Remember the Boston Red Sox? The 2013 World Series Champions? They lost Clay Bucholtz for a big chunk of the season due to an injury and over the course of the year saw 11 different pitchers start a game and oddly enough, Alfredo Aceves was their sixth starter and filled in for a bit until they acquired Jake Peavy.
The St. Louis Cardinals are one of the most consistent franchises in sports and what makes them so strong is their ability to fill their rotation repeatedly with quality arms when one of their guys go do down with an injury.
The importance of having that sixth guy that can come in and fill a spot in the rotation is exponential when you are a team that is contending for a playoff spot, and every franchise in the game would tell you that.
Baltimore agreed to terms with free agent RHP Ubaldo Jimenez earlier this week, and although the deal has not yet been made official, our sources inform us that there has been no issue with his physical at this point, so it looks like it is good to go.

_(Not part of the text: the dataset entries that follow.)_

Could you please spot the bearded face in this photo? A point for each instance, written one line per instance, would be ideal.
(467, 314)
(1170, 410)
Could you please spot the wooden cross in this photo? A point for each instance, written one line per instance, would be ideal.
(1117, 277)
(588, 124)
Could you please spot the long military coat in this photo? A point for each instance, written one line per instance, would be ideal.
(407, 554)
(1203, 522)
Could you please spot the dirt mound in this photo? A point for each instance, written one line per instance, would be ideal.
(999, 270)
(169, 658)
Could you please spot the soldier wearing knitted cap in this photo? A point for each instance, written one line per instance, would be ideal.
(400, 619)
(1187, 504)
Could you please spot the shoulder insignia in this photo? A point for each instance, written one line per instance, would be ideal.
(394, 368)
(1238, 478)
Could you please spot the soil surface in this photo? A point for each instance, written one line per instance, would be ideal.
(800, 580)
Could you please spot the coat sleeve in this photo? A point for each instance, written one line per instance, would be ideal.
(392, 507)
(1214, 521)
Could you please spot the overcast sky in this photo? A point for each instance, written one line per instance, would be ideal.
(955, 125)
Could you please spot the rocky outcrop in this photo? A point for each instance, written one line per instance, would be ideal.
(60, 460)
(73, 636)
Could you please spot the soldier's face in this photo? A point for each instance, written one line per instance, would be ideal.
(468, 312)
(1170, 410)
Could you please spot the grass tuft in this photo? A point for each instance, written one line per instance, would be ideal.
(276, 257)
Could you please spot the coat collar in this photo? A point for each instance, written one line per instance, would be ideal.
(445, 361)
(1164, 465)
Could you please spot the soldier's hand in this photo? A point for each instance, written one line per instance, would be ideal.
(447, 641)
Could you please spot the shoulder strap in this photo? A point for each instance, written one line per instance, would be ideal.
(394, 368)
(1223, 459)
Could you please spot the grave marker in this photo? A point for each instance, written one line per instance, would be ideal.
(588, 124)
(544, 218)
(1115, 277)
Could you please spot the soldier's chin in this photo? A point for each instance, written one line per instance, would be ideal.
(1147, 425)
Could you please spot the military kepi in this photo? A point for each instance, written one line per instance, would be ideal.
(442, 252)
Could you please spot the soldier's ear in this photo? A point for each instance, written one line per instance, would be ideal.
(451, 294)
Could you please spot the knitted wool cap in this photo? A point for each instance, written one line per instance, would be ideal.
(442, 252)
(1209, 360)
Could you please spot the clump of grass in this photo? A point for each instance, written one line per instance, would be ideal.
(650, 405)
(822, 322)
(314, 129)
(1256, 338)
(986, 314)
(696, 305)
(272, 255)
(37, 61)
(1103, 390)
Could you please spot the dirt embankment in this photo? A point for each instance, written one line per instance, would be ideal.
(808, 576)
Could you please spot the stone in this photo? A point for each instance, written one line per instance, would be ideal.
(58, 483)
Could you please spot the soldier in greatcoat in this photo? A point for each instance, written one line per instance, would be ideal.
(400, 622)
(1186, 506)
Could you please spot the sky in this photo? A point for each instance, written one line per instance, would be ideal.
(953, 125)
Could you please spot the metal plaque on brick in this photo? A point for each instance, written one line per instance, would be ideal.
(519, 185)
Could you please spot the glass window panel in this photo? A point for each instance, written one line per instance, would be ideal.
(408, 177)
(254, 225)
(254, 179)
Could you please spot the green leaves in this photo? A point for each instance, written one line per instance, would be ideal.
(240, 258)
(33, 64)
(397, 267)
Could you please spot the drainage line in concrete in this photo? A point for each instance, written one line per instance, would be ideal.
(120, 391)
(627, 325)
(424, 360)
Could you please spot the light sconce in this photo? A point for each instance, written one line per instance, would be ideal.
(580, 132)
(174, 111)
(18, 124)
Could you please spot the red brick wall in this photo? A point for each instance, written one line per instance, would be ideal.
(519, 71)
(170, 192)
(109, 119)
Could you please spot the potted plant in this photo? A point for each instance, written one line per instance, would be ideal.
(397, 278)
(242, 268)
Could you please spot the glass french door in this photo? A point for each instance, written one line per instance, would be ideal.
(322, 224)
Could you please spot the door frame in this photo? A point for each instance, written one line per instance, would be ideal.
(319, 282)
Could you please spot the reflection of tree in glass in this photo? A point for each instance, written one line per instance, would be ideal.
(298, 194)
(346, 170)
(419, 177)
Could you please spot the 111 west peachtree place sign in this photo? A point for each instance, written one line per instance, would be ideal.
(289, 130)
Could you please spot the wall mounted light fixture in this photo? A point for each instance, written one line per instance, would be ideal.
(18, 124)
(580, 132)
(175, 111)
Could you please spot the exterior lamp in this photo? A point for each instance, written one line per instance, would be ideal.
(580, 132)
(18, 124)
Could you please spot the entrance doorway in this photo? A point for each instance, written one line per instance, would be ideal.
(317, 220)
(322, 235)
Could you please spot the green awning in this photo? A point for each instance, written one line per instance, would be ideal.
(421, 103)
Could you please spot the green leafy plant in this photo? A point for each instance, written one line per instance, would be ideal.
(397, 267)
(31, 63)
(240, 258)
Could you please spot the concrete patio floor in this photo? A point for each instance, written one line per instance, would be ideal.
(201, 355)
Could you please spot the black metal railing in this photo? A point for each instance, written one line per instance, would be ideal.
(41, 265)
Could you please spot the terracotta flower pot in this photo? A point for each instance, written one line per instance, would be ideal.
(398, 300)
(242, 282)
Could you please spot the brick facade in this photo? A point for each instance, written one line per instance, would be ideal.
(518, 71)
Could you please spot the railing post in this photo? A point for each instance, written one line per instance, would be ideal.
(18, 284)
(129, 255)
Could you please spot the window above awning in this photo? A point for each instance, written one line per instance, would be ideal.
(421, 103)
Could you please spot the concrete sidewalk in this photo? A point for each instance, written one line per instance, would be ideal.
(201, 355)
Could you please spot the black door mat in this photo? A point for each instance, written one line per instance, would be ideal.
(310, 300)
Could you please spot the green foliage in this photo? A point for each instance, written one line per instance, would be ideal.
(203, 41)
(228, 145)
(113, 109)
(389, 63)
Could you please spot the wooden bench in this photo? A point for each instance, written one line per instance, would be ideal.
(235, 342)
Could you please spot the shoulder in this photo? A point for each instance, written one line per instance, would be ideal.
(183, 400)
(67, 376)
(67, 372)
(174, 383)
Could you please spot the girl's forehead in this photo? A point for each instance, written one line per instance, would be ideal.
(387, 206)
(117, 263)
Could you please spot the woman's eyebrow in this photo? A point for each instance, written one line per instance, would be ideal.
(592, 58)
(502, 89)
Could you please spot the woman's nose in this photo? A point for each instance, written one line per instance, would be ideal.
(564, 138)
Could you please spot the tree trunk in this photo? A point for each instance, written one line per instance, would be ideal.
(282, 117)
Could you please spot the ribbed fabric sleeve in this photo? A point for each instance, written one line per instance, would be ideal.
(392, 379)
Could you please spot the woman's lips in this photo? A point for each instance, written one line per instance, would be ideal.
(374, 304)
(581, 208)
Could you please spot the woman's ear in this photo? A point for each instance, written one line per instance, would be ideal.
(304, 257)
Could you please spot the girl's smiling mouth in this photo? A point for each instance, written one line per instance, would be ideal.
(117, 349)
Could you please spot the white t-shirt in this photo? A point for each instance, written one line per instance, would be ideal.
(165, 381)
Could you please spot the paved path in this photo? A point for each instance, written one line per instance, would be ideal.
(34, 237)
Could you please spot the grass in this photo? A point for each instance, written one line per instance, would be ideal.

He is a quality veteran pitcher who will eat up innings and instantly becomes the team's second or third starter, but what get's overlooked in all of this is how it greatly improves the entire rotation.
Think about it, now you should feel more comfortable with the fact that Miguel Gonzalez is now the Orioles fourth starter and Bud Norris is the fifth starter and there is no doubt that is better than Gonzo being the third starter and Norris the fourth. To bring the whole story back, now your sixth starter is Zach Britton or Steve Johnson or Suk-min Yoon or Kevin Gausman and that is much more comfortable than that group being your fifth starter.
Heading into 2014, the Orioles will quite frankly have their best sixth starter this century, which is going to go a long way in helping this team once again contend for a playoff spot and attempt to put together their third straight winning season, which would be the first time since 1992-1994.